Pour ne pas conclure

La gestion de la crise sanitaire a, à tout le moins, montré et démontré au moins deux choses : « Il est urgent de repolitiser la place des sciences dans la société. Car ce qui se passe dans les laboratoires, qu’ils soient publics ou privés, nous concerne en tant que citoyens, usagers, consommateurs ou patients9. » Et sur un plan plus macro, nous pouvons suivre Isabelle Stengers, lorsqu’elle indique que nous sommes à la croisée des chemins : « La démocratie peut prendre plusieurs formes, elle peut suivre deux extrêmes. D’une part, se réduire à l’art de diriger un troupeau sans qu’il se révolte, en le rendant donc docile par tous les moyens. D’autre part, tendre vers l’exigence sans cesse reconduite et sans cesse approfondie que les gens pensent ensemble. Ça peut se faire en tension et en conflit mais ils pensent ensemble et ils essaient de faire sens en commun quant à l’avenir qui serait possible pour eux10. »
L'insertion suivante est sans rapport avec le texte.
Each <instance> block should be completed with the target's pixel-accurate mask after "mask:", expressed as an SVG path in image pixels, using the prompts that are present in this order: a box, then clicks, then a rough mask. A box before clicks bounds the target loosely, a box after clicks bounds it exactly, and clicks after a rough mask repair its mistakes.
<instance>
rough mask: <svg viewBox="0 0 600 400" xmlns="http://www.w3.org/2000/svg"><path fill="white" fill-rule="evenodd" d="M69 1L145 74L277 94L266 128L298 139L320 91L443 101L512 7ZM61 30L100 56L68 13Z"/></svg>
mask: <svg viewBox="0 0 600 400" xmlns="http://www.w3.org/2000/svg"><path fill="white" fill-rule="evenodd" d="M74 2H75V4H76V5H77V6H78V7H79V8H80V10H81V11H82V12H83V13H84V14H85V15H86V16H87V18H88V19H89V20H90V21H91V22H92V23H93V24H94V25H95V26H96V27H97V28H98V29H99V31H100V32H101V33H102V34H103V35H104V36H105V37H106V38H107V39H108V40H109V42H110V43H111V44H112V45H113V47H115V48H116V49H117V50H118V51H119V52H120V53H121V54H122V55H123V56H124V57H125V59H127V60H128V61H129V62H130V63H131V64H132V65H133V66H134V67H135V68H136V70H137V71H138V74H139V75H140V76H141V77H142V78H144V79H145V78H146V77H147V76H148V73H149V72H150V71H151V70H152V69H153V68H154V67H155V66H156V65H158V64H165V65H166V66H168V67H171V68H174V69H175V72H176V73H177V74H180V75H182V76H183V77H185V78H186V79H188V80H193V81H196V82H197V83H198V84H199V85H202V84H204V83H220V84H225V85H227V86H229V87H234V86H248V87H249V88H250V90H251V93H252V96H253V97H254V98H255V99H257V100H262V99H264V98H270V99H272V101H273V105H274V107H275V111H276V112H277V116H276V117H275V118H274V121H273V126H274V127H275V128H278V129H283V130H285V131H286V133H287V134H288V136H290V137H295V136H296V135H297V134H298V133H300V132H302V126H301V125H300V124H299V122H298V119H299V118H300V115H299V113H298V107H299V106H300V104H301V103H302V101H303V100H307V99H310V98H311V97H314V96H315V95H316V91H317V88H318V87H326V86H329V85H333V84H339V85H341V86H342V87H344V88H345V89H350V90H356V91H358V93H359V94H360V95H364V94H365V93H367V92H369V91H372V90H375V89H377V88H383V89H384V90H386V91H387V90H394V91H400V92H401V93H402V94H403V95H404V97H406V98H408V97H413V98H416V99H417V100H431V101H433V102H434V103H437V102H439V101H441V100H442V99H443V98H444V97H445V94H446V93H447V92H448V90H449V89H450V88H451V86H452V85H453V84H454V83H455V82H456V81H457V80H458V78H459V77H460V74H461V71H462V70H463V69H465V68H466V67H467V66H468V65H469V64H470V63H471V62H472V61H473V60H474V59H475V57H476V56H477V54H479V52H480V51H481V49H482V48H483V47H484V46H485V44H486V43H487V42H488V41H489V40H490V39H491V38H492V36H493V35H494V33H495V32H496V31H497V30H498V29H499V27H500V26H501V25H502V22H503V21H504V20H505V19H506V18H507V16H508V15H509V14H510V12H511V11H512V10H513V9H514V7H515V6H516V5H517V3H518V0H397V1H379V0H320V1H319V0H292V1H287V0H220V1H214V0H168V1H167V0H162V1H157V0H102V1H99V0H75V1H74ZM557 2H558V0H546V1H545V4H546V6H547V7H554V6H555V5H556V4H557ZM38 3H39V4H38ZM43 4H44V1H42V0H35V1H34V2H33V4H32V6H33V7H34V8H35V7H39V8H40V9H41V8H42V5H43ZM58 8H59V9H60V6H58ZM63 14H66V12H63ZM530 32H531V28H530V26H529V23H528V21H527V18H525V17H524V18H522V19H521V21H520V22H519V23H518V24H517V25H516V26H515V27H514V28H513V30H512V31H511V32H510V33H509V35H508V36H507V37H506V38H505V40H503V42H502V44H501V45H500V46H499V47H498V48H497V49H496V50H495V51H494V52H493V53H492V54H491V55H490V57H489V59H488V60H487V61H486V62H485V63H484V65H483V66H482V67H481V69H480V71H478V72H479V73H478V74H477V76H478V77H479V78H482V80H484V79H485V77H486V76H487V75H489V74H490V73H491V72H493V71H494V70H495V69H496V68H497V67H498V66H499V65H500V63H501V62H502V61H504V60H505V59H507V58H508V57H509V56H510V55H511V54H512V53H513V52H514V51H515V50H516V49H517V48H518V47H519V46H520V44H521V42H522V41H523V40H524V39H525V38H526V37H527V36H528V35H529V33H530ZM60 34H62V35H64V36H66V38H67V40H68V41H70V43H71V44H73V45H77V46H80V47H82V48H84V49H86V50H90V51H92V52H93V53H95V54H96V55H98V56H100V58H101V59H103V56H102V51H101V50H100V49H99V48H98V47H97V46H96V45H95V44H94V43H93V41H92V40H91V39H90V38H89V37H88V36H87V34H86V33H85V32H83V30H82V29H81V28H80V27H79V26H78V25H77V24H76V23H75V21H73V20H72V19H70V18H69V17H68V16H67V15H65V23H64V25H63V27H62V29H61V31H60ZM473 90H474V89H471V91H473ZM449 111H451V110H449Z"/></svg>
  1. Sebastian Haffner, Histoire d’un Allemand. Souvenirs (1914-1933), Paris, Babel, 2004.
  2. « Complotisme, dépolitiser le débat à tout prix : entretien avec Jérôme JAMIN et Marie PELTIER », Politique, revue de débats, n° 115, p. 93.
  3. Isabelle STENGERS, « Se libérer de l’imaginaire capitaliste », Agir par la culture, Hiver 2020, p.21. Voir également l’entretien avec Isabelle Stengers en pp.4-5 de ce même numéro.
  4. Laurence VAN RUYMBEKE, « Il est temps de faire revenir le risque en démocratie : entretien avec Frédéric CLAISSE (ULiège) », Le Vif-L’Express, n° 17, 29 avril 2021, p.59.
  5. Elena SCAPPATICCI, « Dormez tranquilles », Marianne, 26 mars - 1er avril 2021, p. 55.
  6. Anthony LAURENT, « Il est urgent de repolitiser la place des sciences dans la société », propos recueillis par Hugues DORZÉE, Imagine, mars-avril 2020, p.43.
  7. Isabelle STENGERS, art. cit., p. 21.
  8. Frédéric CLAISSE, in Laurence VAN RUYMBEKE, art. cit., p.57.
  9. Anthony LAURENT, art. cit., p.42.
  10. Isabelle STENGERS, art. cit., p. 22.